Эта ситуация, естественно, не могла не сказаться самым радикальным образом на современном понимании классических трагедий, укоренившемся в сознании интеллигентного обывателя. В интеллектуальной атмосфере, где доминирует «трагический» мотив, где пессимистический тон «делает музыку», интерес к трагедии, – даже если речь идет о произведении, написанном более двух тысяч лет назад, – не может не приобрести некоторого болезненного оттенка, искажающего реальную историческую перспективу. Здесь уже сама эта атмосфера как бы «навязывает» заманчивые аналогии, радушно предлагает «блестящие концепции», побуждая к «метафизическому углублению» античного понимания и – что еще хуже – к приписыванию современных модернизаций ни в чем не повинным авторам трагедий. В обстановке постоянных разговоров о «трагедии культуры», «трагедии личности», «трагической диалектике», «пантрагизме» и пр., повторяющихся из года в год, любой персонаж античной трагедии, – скажем, царь Эдип, – рискует приобрести поистине «космические» размеры. Причем они будут, превышать его действительные «габариты» во столько же раз, во сколько космос в нашем современном понимании превышает «провинциальные» объемы «античного космоса». В точке пересечения – в фокусе – многочисленных концепций о разного рода «вселенских трагедиях», которыми насыщена атмосфера современной буржуазной культуры, этот персонаж (так же, как и трагедия в целом) рискует превратиться в отвлеченный символ сегодняшних болестей, печалей и волнений, сохранивший от своего исторического «прототипа» одно лишь имя. И, – что здесь самое коварное с научной точки зрения, – подобная символизация ни на шаг не продвигает нас вперед: она оказывается при ближайшем рассмотрении не столько способом постановки реальных проблем, – если уж не прошлого, то хотя бы настоящего, если уж не литературоведческих, то по крайней мере политических! – сколько формой зашифровки и мистификации всех этих проблем путем превращения Их в некоторые «метафизические тайны», подлежащие разгадке исключительно средствами философской спекуляции той или иной – модной на сегодняшний день – «системы», «школы» и т. д.

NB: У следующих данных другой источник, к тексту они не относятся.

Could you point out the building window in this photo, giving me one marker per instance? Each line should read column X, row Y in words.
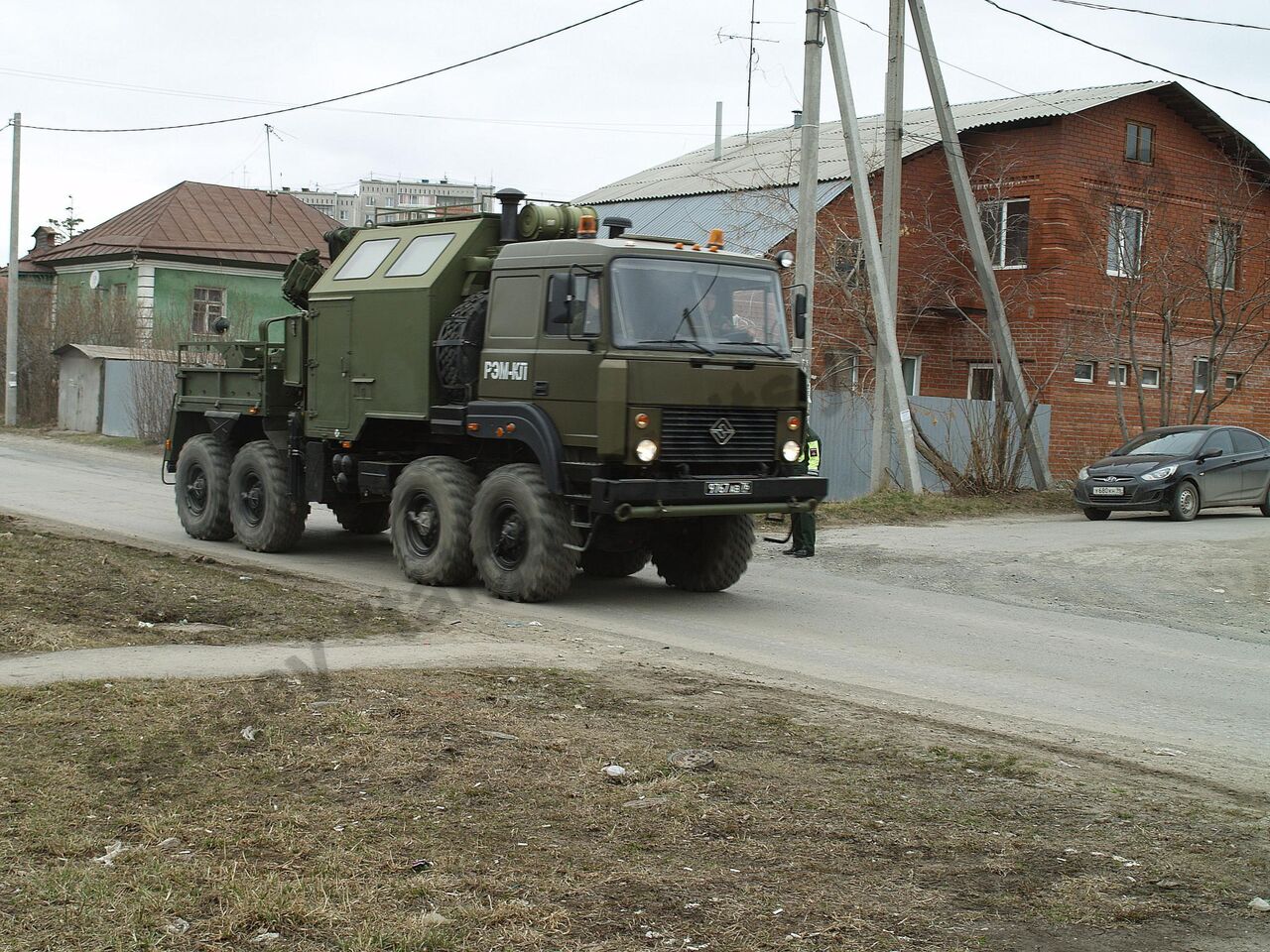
column 912, row 370
column 1202, row 375
column 1005, row 229
column 1124, row 241
column 1138, row 143
column 983, row 381
column 841, row 370
column 848, row 261
column 1223, row 241
column 208, row 308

В результате получается, что этот процесс философского разгадывания «метафизических тайн» трагедии представляет собой ни больше ни меньше, как новое описание ее содержания – описание, осуществляемое в терминах той философской концепции, к которой питает слабость «интерпретатор» трагедии. Примером такой философски-эстетической мистификации может служить истолкование одним из известнейших экзистенциалистов – Карлом Ясперсом – проблемы трагедии вообще и античной трагедии в частности, – как оно дано в его работе «Об истине» (Karl Jaspers, Von der Wahrheit, Munchen, 1958).

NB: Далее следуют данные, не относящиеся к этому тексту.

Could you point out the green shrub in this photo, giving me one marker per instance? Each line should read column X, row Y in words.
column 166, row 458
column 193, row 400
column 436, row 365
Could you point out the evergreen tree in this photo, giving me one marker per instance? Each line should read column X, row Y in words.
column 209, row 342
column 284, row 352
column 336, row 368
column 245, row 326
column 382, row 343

Подобный перевод литературоведческой и искусствоведческой проблематики на язык экзистенциализма (или близкой к нему «философии жизни») очень опасен. Прежде всего, потому, что при этом создается иллюзия «углубления» проблемы, иллюзия «теоретического приращения», – которая так часто обманывает буржуазных литературоведов и искусствоведов.. Затем – потому, что такой «перевод» представляется «переброской моста в современность», хотя все это уводит от современности так же далеко, как и от исследуемого предмета. Наконец – потому, что очень часто такой «перевод» производится совсем непроизвольно и порой даже не замечается проделавшим его исследователем, живущим в атмосфере, где экзистенциалистские – «трагические» – идеи буквально «висят в воздухе».
Все эти обстоятельства сделали экзистенциалистскую тенденцию особенно влиятельной в буржуазном литературоведении, в частности в области изучения классической трагедии.
Вот здесь-то и возникает необходимость обратить особое внимание на содержательную интерпретацию античных трагедий, с тем чтобы именно в этом пункте противопоставить экзистенциалистскому истолкованию – марксистское.
Одной из попыток в этом направлении является предлагаемая статья. Она не претендует на освещение всей темы, сосредоточиваясь на одной проблеме – проблеме истолкования трагедии Софокла «Царь Эдип», взятой как момент в становлении и развитии античного эстетического сознания вообще.
- РАЗДВОЕНИЕ ИНДИВИДА И ЭСТЕТИЧЕСКАЯ ИЛЛЮЗИЯ
Становление индивида как активного, деятельного, самостоятельного осуществлялось с самого начала за счет его «саморасщепления» на две совсем неравноценные «части», которые к тому же оказывались отнюдь не непосредственно связанными друг с другом. С одной стороны, индивид выступает в качестве конкретного, непосредственно данного – «вот этого». С другой стороны, он – одновременно – представитель (и, так сказать, «частичный» носитель) «рода» в целом, общества – словом, «универсальный», «общечеловеческий» индивид, который имеет свое значение лишь в качестве «звена», «момента» в общей системе, связывающей всех членов данного общества.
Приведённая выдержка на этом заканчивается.